Hospital trusts will be forced to cut staff numbers further, lengthen waiting times and decrease the quality of service. No other outcome is foreseeable. We need to argue and fight for root and branch change within our NHS. Front line health workers have performed incredible feats to keep our NHS alive. Imagine what they could do if they were genuinely empowered and given the resources to do their jobs without current stresses. To do this, they are going to have to learn to fight back. The junior doctors’ and Antrim nurses’ disputes are showing the rest of the health workforce that if they want to defend patient care they are going to have to use collective strategies of struggle, including industrial action.
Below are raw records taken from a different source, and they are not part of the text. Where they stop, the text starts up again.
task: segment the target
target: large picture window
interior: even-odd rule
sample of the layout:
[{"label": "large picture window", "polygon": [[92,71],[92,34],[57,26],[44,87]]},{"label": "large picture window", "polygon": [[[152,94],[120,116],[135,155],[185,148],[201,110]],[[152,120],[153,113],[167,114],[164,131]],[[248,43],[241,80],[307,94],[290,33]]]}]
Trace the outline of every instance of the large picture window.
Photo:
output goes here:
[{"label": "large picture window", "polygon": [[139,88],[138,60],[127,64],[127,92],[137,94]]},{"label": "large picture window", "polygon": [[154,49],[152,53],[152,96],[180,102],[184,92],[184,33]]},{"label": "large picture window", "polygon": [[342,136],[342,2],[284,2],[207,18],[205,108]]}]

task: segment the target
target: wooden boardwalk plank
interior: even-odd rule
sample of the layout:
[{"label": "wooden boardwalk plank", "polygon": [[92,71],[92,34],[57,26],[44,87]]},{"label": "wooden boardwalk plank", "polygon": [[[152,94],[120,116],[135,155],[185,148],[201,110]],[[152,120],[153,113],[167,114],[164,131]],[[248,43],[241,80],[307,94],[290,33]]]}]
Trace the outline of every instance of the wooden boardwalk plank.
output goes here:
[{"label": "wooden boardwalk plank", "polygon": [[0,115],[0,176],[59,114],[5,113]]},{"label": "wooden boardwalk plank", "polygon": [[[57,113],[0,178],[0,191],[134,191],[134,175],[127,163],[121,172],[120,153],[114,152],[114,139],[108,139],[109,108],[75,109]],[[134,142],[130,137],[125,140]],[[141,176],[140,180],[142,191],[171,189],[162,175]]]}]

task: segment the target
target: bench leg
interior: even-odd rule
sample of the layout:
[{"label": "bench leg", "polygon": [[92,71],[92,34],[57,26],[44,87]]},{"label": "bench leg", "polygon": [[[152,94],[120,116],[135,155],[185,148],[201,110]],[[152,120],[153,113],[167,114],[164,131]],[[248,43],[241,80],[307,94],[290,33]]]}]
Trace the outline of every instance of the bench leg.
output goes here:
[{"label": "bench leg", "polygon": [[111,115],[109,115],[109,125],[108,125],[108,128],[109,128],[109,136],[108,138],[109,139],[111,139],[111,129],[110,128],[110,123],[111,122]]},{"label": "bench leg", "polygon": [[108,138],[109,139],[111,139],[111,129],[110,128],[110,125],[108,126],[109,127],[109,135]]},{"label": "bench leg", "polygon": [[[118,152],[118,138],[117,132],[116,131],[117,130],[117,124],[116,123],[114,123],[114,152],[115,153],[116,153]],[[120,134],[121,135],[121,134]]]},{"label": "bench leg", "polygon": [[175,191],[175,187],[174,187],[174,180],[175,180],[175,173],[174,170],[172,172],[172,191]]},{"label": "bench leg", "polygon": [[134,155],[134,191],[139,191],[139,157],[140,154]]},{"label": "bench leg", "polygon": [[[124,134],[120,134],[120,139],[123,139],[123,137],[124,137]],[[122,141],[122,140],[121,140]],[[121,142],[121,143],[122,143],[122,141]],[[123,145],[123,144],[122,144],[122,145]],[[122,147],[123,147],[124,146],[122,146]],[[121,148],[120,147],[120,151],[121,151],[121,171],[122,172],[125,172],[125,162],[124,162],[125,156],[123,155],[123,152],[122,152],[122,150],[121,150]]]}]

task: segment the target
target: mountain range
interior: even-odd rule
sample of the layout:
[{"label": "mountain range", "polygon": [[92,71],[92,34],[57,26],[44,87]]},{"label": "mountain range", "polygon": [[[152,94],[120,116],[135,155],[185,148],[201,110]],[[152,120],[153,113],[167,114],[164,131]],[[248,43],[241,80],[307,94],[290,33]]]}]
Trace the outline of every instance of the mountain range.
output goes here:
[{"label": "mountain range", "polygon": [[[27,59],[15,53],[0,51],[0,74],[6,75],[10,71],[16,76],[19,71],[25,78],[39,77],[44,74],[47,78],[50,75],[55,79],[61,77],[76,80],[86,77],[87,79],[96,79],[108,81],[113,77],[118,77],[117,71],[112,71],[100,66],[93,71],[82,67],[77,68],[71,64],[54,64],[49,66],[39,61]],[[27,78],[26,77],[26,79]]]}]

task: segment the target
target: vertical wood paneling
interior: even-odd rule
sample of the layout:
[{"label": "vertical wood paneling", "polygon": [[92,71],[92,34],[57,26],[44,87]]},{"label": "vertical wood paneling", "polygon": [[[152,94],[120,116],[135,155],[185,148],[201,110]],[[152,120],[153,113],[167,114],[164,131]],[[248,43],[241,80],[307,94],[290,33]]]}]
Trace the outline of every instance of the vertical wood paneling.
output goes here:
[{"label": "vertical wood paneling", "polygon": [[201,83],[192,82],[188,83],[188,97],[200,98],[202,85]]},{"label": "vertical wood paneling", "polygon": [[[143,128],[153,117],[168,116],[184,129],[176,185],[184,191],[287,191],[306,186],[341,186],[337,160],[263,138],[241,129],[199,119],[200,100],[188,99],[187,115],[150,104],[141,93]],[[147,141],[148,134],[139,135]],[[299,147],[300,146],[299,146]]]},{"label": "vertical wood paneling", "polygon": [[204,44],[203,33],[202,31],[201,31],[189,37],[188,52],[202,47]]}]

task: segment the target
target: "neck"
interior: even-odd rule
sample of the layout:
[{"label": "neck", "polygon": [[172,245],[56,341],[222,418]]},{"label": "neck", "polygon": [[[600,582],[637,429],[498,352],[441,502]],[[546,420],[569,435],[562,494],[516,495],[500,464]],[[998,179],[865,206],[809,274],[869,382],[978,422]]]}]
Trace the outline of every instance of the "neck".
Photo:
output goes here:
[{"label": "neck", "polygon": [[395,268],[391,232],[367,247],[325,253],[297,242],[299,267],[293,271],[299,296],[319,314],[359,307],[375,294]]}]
The NHS needs at least £5 billion a year extra just to maintain itself. We spend a relatively small amount of money in the UK on healthcare, for which we get incredible results. But we cannot just put money into the NHS. We need to radically transform the role of the workforce. We need to rebuild our social care system, as the two work hand in hand. We need to refocus our public health system on the social determinants of health, on poverty and inequality. We need to save our education system from rampant privatisation to ensure that we can train the next generation of health workers. The fight to save the NHS cannot be won alone in isolation from the fight for a future better society.
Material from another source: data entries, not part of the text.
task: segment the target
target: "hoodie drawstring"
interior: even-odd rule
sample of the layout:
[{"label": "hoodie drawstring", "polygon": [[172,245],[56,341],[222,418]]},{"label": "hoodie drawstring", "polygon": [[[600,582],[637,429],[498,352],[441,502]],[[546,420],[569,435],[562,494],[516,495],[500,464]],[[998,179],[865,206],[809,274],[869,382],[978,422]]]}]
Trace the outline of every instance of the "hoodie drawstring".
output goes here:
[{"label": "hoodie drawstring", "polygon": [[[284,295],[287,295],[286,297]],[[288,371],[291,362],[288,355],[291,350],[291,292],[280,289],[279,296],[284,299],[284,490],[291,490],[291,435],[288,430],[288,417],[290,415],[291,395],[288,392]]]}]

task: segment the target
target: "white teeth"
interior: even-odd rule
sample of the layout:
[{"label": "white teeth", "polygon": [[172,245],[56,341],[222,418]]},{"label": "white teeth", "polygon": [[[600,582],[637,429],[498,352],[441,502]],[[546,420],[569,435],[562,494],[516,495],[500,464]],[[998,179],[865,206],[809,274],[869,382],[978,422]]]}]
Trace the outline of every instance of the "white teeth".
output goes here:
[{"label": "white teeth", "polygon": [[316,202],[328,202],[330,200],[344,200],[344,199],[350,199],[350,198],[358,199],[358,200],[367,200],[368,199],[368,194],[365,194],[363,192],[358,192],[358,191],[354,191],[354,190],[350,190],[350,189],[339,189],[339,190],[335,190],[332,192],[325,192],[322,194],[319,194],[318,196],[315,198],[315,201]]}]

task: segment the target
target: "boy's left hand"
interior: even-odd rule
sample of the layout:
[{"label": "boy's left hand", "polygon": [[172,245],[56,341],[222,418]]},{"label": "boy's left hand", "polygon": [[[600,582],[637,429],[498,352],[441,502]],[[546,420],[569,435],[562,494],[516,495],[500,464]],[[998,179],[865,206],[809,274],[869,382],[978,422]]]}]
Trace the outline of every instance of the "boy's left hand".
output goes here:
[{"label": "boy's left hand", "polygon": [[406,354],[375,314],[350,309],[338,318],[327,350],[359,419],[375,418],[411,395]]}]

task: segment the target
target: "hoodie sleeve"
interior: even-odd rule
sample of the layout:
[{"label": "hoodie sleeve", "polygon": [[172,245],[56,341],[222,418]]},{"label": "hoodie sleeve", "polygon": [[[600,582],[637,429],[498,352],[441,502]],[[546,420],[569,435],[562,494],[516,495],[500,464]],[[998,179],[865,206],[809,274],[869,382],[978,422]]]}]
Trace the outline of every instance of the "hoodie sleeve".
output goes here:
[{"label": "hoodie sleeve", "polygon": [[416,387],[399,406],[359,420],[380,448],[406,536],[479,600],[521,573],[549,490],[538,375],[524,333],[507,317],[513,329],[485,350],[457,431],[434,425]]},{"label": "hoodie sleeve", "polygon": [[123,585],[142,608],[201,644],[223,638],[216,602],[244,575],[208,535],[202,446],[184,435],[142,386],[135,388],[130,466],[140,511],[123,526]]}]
The Secretary of State for Health Jeremy Hunt’s recent “firm contract offer” to junior doctors has succeeded in causing further anger. The offer, leaked to the press and then emailed to individual junior doctors via the organisations in charge of delivering their training, was reported as an 11% pay rise. However it quickly became clear that it was in fact a huge pay cut. Junior doctors are currently being balloted for industrial action by the British Medical Association over the government’s decision to impose a new contract upon them by August 2016. This contract will remove key financial safeguards which prevent doctors from being overworked. It will have a detrimental impact on those who take time out of work for training, education or to raise a family. It also reclassifies normal working hours as Monday to Friday 7am to 10pm and Saturday 7am to 7pm. The latest contract offer from the Department of Health is seen as particularly sly as it has been released at the same time as a pay calculator. This calculator promises “pay protection” to all current junior doctors based on their current salary. It is through this mechanism that the Secretary of State can claim no junior doctor faces a pay cut. However pay protection will only last until 2019, when most juniors will still be on the contract, and does nothing for current medical students, those out of training on maternity leave or study. The ballot for action closes on 18 November with the results set to be announced shortly after. We expect a “yes”.